Risk Reward Part VI

Risk Reward Part VI

*Information in this current blog is based on information obtained up to mid 2018 and should be considered legacy at this time and should no longer be relied upon.*

It is that time again where the market capitalization of Peregrine Diamonds is dipping to a level where the risk to enter the stock versus the potential reward is at very lucrative levels.

Current shares outstanding is around 440 million.
The current price is around CAD$0.12.

That equates to a market value of CAD$52.8 million or about US$43 million.

The company recently raised about $10 million for the current drill program.
If one assumes the drill program never existed, then that $10 million would come off the value of Childiak and Chidliak would have an Enterprise Value of CAD$42.8 million or US$36 million.

What is the value of Chidliak from an economic point of view pre and post drilling?

pre-drilling, one could look at the existing PEA (prelminary economic assessment) where it indicates that the  NPV after tax (7.5% discount) sits at CAD$471.2 million.

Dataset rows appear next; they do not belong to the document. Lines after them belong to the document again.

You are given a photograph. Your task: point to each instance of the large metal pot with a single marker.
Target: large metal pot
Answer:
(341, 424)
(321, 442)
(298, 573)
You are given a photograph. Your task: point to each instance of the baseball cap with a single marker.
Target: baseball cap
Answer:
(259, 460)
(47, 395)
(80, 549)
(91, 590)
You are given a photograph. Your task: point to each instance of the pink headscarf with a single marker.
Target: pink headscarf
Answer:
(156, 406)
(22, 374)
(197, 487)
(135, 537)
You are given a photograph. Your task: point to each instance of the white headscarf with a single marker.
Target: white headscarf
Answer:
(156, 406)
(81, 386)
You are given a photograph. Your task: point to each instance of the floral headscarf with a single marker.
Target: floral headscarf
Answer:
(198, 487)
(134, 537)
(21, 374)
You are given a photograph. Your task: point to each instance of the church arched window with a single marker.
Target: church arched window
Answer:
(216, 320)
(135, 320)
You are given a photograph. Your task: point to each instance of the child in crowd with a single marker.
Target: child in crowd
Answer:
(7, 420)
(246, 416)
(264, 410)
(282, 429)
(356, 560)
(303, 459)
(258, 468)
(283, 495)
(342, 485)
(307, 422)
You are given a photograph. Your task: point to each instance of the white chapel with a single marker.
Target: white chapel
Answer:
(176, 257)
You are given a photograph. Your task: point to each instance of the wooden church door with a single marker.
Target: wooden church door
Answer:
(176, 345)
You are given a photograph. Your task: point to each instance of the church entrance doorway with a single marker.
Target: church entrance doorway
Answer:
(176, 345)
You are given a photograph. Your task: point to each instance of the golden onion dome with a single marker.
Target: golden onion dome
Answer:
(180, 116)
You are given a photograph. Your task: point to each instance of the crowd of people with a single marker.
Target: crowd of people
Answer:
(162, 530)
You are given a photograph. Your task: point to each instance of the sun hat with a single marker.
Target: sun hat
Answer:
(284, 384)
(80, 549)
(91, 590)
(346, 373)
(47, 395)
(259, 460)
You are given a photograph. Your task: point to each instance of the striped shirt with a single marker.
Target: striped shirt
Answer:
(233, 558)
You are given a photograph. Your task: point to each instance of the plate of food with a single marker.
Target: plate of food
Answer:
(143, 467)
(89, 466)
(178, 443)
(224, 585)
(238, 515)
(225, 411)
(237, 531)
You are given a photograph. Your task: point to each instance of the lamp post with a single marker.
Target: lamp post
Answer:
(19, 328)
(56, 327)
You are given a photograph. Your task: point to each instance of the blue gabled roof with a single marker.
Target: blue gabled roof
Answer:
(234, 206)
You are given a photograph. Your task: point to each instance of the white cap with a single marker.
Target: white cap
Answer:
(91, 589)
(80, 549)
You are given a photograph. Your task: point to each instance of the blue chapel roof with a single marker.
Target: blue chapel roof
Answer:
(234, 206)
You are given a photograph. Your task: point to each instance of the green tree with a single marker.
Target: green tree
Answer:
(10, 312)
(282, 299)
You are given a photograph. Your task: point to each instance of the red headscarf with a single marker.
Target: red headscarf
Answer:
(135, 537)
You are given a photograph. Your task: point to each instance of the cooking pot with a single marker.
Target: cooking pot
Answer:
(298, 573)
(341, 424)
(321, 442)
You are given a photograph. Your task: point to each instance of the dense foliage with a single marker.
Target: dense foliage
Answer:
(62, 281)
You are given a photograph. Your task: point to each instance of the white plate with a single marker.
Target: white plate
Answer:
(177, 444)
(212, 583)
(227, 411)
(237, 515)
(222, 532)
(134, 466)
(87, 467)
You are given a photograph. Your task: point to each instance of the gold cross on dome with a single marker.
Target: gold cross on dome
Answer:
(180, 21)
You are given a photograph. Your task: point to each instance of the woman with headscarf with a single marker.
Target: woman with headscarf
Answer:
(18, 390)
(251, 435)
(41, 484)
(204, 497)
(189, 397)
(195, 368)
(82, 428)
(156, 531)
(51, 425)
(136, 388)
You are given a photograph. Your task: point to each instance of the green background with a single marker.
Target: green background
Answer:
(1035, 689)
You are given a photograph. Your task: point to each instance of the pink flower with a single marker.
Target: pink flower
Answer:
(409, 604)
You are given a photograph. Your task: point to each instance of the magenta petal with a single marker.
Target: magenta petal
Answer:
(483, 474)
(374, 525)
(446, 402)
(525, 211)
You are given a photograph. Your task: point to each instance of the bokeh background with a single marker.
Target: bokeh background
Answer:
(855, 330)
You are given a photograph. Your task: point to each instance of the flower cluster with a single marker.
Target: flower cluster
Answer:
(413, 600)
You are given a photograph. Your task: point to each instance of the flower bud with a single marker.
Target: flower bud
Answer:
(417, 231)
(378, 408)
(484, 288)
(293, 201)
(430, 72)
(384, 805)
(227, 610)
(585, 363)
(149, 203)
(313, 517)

pre-drilling the EV sits at CAD$42.8 million versus NPV of CAD$471.2 million.

Drilling?

The drill program has shown to deepen the CH-6 pipe to at least 500 metres in depth. This will basically double the carats in the ground and will have a dramatic impact on the NPV with an updated PEA. The drill program also will slim up the stope walls for CH-6 as they will be using actual data for country rock stability in this update as opposed to the most conservative assumptions with little to no data available.  The updated PEA could push to an NPV between CAD$700 million to CAD$1 billion+ pending final results and grade at depth.

If one assumes CAD$850 million after tax and discount...then one could compare today's EV with that value and you get a CAD$52.8 million vs CAD$850 million comparision.

Risk?
Market continues to have a negative sentiment in the diamond space from an investment point of view. A decrease in EV/Market cap makes the EV/NPV ratio even that much more appealing.

Reward?
Market decides that Chidliak has enough potential, profit and margin to realize a paradigm shift in deserved value.
Potential stakeholders with deep pockets move into Chidliak because of the potential and share those deep pockets to advance Chidliak even further.

Downside risk is minimal and the upside reward is multiples of current Enterprise Value of Chidliak.

That makes the risk/reward ratio very appealing at this time in the development of Chidliak.